BID® Daily Newsletter
Jul 15, 2024

BID® Daily Newsletter

Jul 15, 2024

Work Friction: The Real Cost and How To Eliminate Time Wasted

Summary: Work friction is a common source of frustration for both employees and customers. We explain the cost of work friction, where to look for it, and how to remove it.

Anyone who was part of a scouting club as a child has felt friction. Friction is the magic that finally creates a spark when someone rubs two sticks together to start a fire. Some types of friction, however, can hinder your progress rather than provide for you.
When community financial institutions (CFIs) think about ways to improve their profitability, they might consider attracting deposits, offering new products, or writing better-performing loans to bring in money. Bringing in more money is a great way to plump up the bottom line, but it’s also important to look for ways to save money so that losses don’t offset those profits.
One way to save money is to increase efficiencies, and an often overlooked source of inefficiencies and turnover rates is work friction.
What is work friction?
Work friction is the time and energy lost or wasted when anything makes a job or process harder than it has to be.

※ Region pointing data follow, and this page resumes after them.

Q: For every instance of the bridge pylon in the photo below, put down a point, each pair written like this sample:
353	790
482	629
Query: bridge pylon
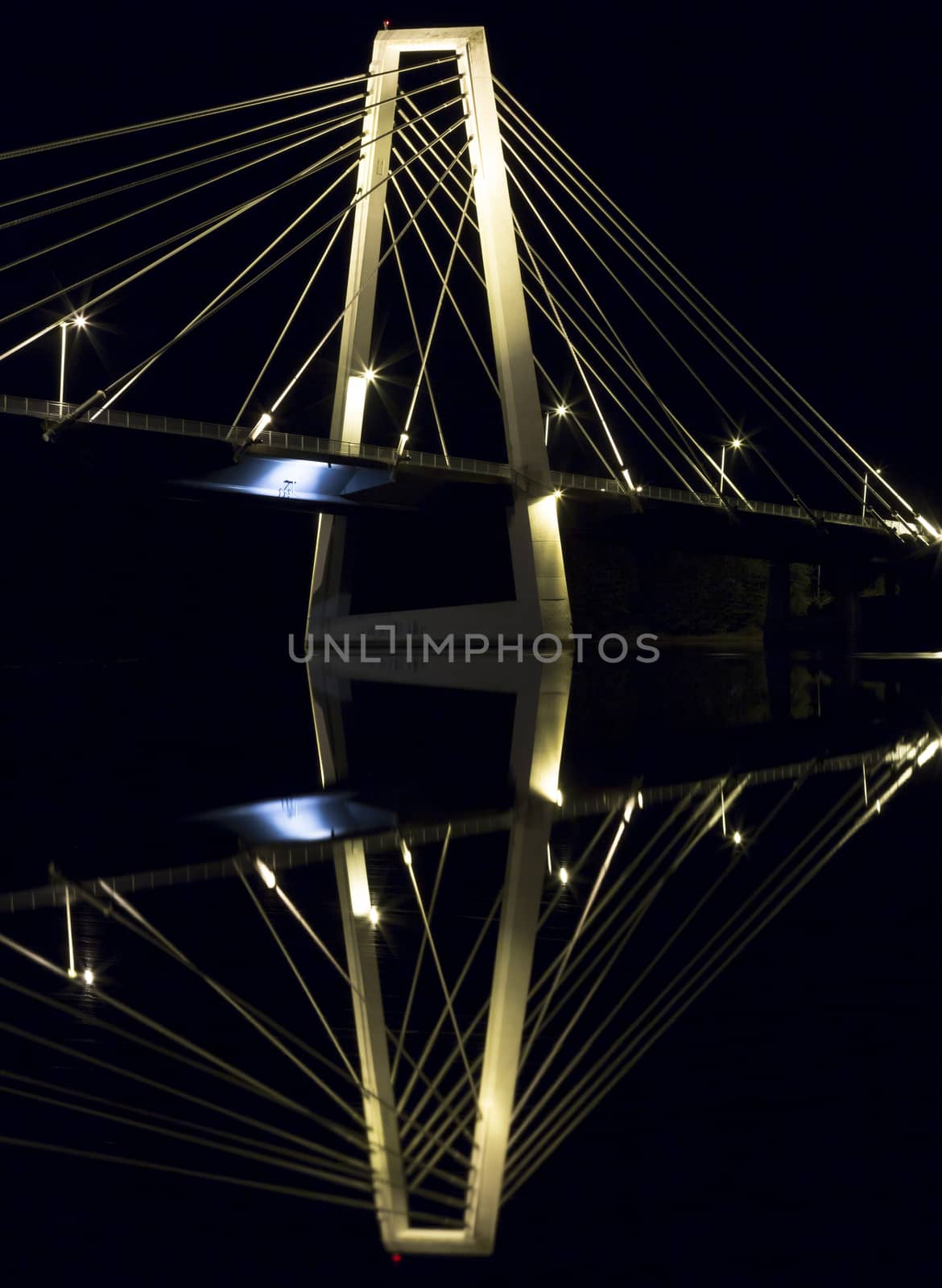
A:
540	601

Simple examples might include a headphone set that doesn’t fit or a program that’s taking too long to load. It’s annoying and frustrating to deal with tools that don’t work. Fixing or replacing them takes up time and money that could be spent more profitably on other things.
Work friction doesn’t have to involve a tangible impediment, though. Frequently switching between tasks is another source of work friction. Research from global enterprise cloud communication company RingCentral found that 68% of workers surveyed switch between apps up to 10x an hour and doing so breaks the concentration of 31% of them. When people are doing one task and are interrupted by a second, it takes them an average of 15 minutes to reset to the first task. In the midst of reviewing a loan portfolio, for instance, stopping to check your email can drop your efficiency by up to 40% when you get back to the loan portfolio.
The same thing happens when information is siloed. A bank employee works on a task, then realizes that they don’t have the information needed to complete the job. Where is the information? They don’t know and aren’t sure where to look. They switch to a new task: finding the missing data. This can involve looking through digital and physical files or calling coworkers to ask for help. It may be quite a while before they return to their primary task.
That’s frustrating for the employee. It also translates to a friction-filled experience for the CFI’s customer, who has to wait while a worker finds a piece of missing information or a software program loads.
Large and small, the inefficiencies add up. Gartner estimated work friction costs financial institutions as much as $78MM annually per 10K employees.
Where should you look for work friction?
In financial institutions, work friction typically hides out in a few key areas:
  • Siloed information. Customer data that exists across multiple, separate systems provides a disjointed, time-consuming experience for employees trying to assist customers. If a teller needs to gather loan information that only a loan officer has, obtaining it requires far more additional steps than it would if the data was stored where the teller has easy access.
  • Call center frustrations. Phone trees that don’t reliably recognize voice commands or won’t easily allow a caller to speak with a human being are a common source of agitation. Employees also deal with software that unexpectedly quits because of the sheer amount of applications they need to have open or data fields that don’t auto-populate, which increases the time spent resolving a customer’s issue.
  • Multi-step approval processes. How many people need to say “yes” before you can issue a statement credit, undo a clear bank error, approve a credit card purchase, approve a credit limit increase, or send out a new debit card? If more than one or two approvals are required for a simple task, it might be worth considering streamlining the process for the customer, the employee, and the growing line of other customers waiting their turn. 
How can you resolve work friction?
Here are a few tips to help you discover and address work friction in your own CFI: 
  • Work with individual teams. Work friction sources will vary across teams, so a one-size-fits-all, company-wide approach will not work here. Starting small will help you build a more complete picture that will give you the opportunity to tailor your solutions to each of your CFI’s divisions.
  • Identify the work friction type. Ask each team where they and their customers typically get frustrated. Ask them to note when the worst moments occur and what category they fall under. Is the problem related to technology, such as physical hardware or software issues, processes, such as approvals, or people? 
  • Resolve based on impact. With that information in hand, streamline individual pain points and prioritize resolving them based on how that inefficiency is affecting your bottom line. Keep talking to employees as you try out solutions. They may already have good ideas about how to fix frustrating situations. At the very least, these are the people who can tell you whether your interventions are making their work lives better. 
Work friction — anything that makes work tasks more difficult and time-consuming than they need to be — can cost CFIs time, money, and customer goodwill. Working with individual teams to remove work friction can help improve a CFI’s bottom line and client relationships.